Pais potentes lidando com o impossível


"Saber onde estão os nossos limites como pais é condição para sermos potentes nessa função"

Quem passou o fim de ano na praia deve ter visto bebês que mal sabem andar seguirem hipnotizados pelo movimento do mar, como tartaruguinhas recém-nascidas. Deve ter visto também pais (pais/mães) se revezando incansáveis de olho nos pequenos. Confesso que poder ler, caminhar e conversar na praia é um alívio que só quem já tem filhos grandes pode apreciar totalmente. Ver os pais na lida com seus filhos pequenos me encanta tanto mais quando não sou eu que tenho que ficar o tempo todo na função. Já fiz essa parte. Então, desobrigada de olhar crianças, penso nos filhos crescidos e nas funções que me restam e que não são poucas, embora impliquem outros malabarismos.

Entendo que pais de jovens tenham que abster-se, ao mesmo tempo em que deixam o caminho livre para o diálogo com eles. Distância difícil de precisar, que implica estar ao alcance dos filhos, ao mesmo tempo que deixemos que façam suas escolhas e assumam as consequências dessas escolhas. Ditar regras, nessa altura do campeonato, pode sair pela culatra.

Os jovens querem provar que não são como seus pais e continuar ditando regras pode servir para os filhos como manual do que não fazer. Se os pais querem um filho médico, por exemplo, ele poderá prestar vestibular para medicina para agradá-los ou não prestar para desagradá-los. São desejos alienados ao desejo dos pais (fazer ou não fazer o que os adultos supostamente querem). A separação e o desejo singular aparecem quando a escolha deixa de se referida ao outro. Escolho ou não medicina, independentemente do que esperam de mim.

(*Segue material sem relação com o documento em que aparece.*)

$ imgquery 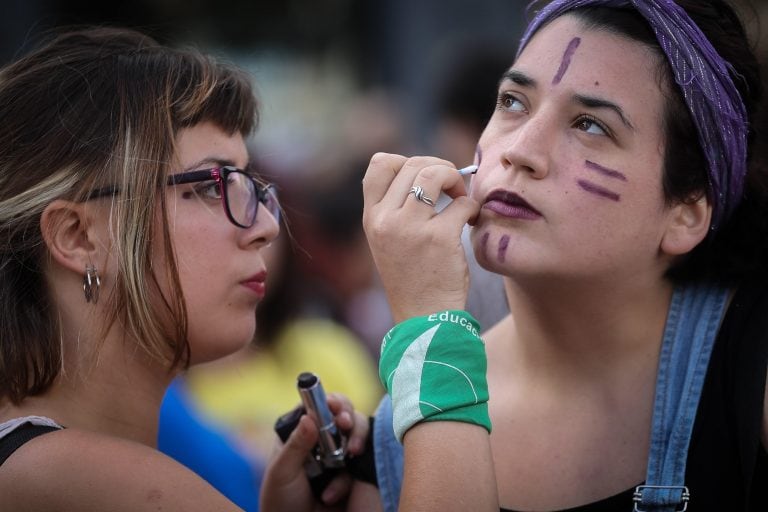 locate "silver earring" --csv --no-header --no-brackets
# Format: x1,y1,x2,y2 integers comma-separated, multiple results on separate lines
83,265,101,304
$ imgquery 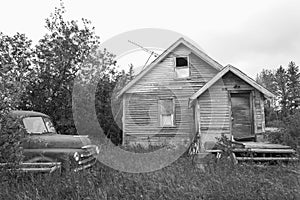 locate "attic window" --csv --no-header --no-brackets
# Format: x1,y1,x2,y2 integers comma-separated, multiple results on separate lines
175,56,190,78
158,98,175,127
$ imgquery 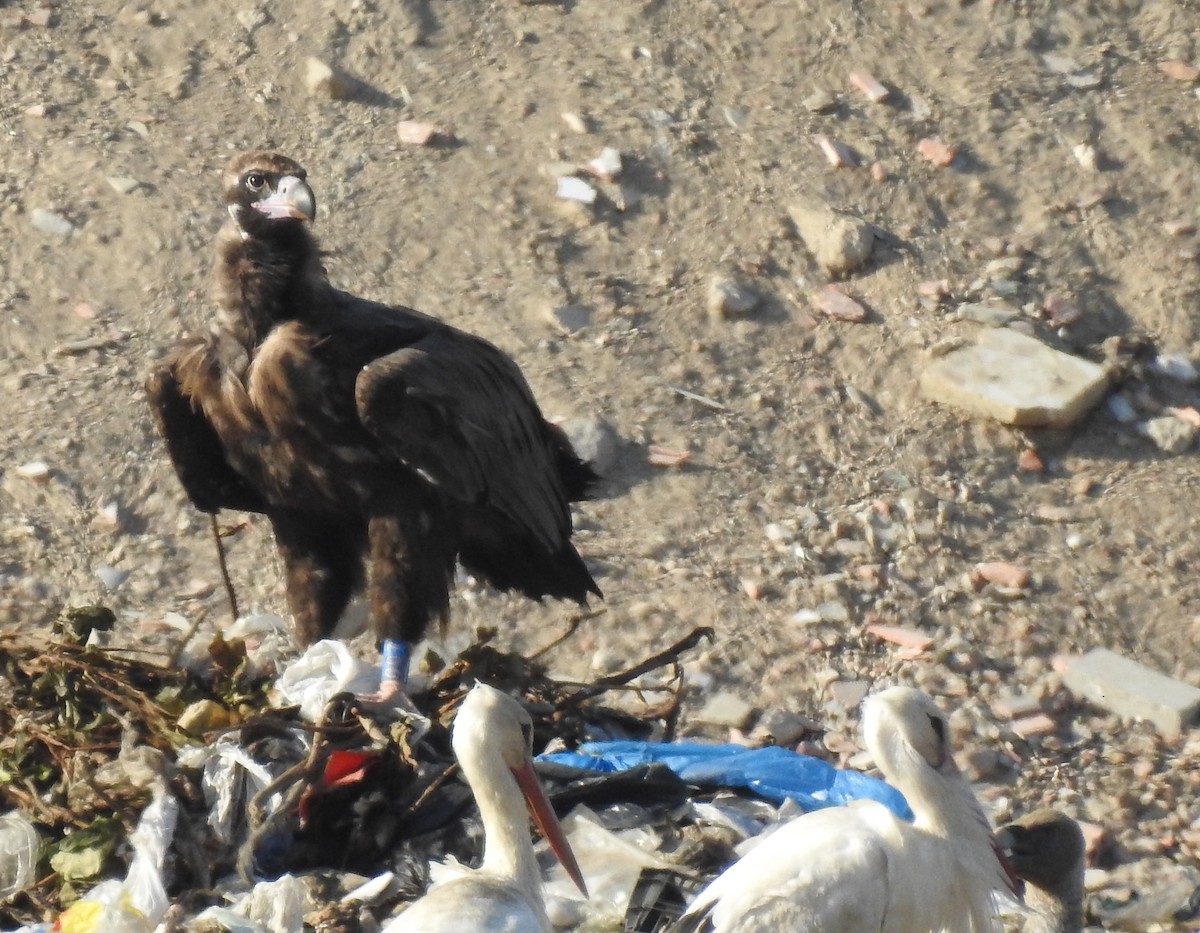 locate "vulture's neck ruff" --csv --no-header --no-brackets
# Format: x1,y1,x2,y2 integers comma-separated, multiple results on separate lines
215,152,330,350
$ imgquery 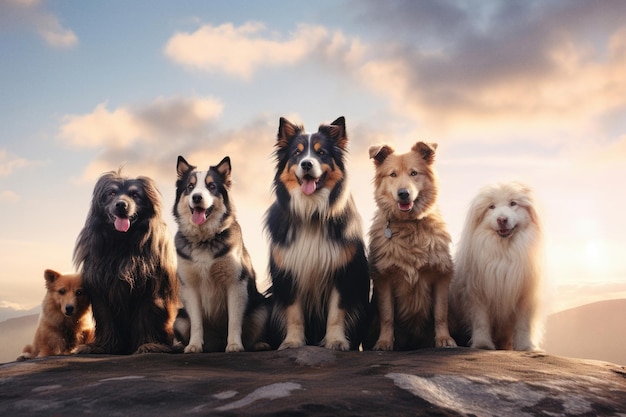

As regras de boa convivência entre pessoas que dividem espaço e orçamento comum ainda valem, é claro. Os filhos têm demorado a sair de casa e cada família terá que assumir os efeitos de suas escolhas. Se você quer (e pode?!) oferecer a seu filho um "flat" dentro de casa (suíte, TV, frigobar, serviço de limpeza, supermercado, lavanderia e trânsito livre para visitas íntimas), fica difícil imaginar que ele fique ávido por encarar a realidade que um salário de iniciante pode bancar (casa compartilhada, longe do centro, sem serviços). Para que estudar e trabalhar de 20 a 30 anos para chegar aonde já se está de saída? Quando eles percebem o caráter imobilizante dessa sedução familiar, costuma ser tarde demais.

A difícil e libertadora realidade é que já deixamos em nossos filhos as marcas de nossa aposta em sua formação. Não as marcas que escrupulosamente gostaríamos de ter deixado, mas aquelas que desconhecemos e insistimos em negar –marcas de nossa ambivalência, de nossas fantasias e também de nosso amor.

Freud dizia que as três tarefas impossíveis são governar, educar e psicanalisar. Embora sigamos tentando, são impossíveis porque esbarram na singularidade do governado, do aluno e do paciente, que fará o que quiser/puder com nossas pífias intenções de exercer um poder. Além disso, pouco sabemos sobre nossas reais intenções, na maioria inconscientes, e tampouco temos garantia sobre os resultados.

Resta-nos assumir os limites de nossa função parental, que esbarra em algo da ordem do impossível. A boa notícia é que ao assumir o impossível, podemos encontrar nossa real potência como pais e ajudar nossos filhos a encontrarem a sua.

Vera Iaconelli - psicanalista, fala sobre relações entre pais e filhos, as mudanças de costumes e as novas famílias do século 21.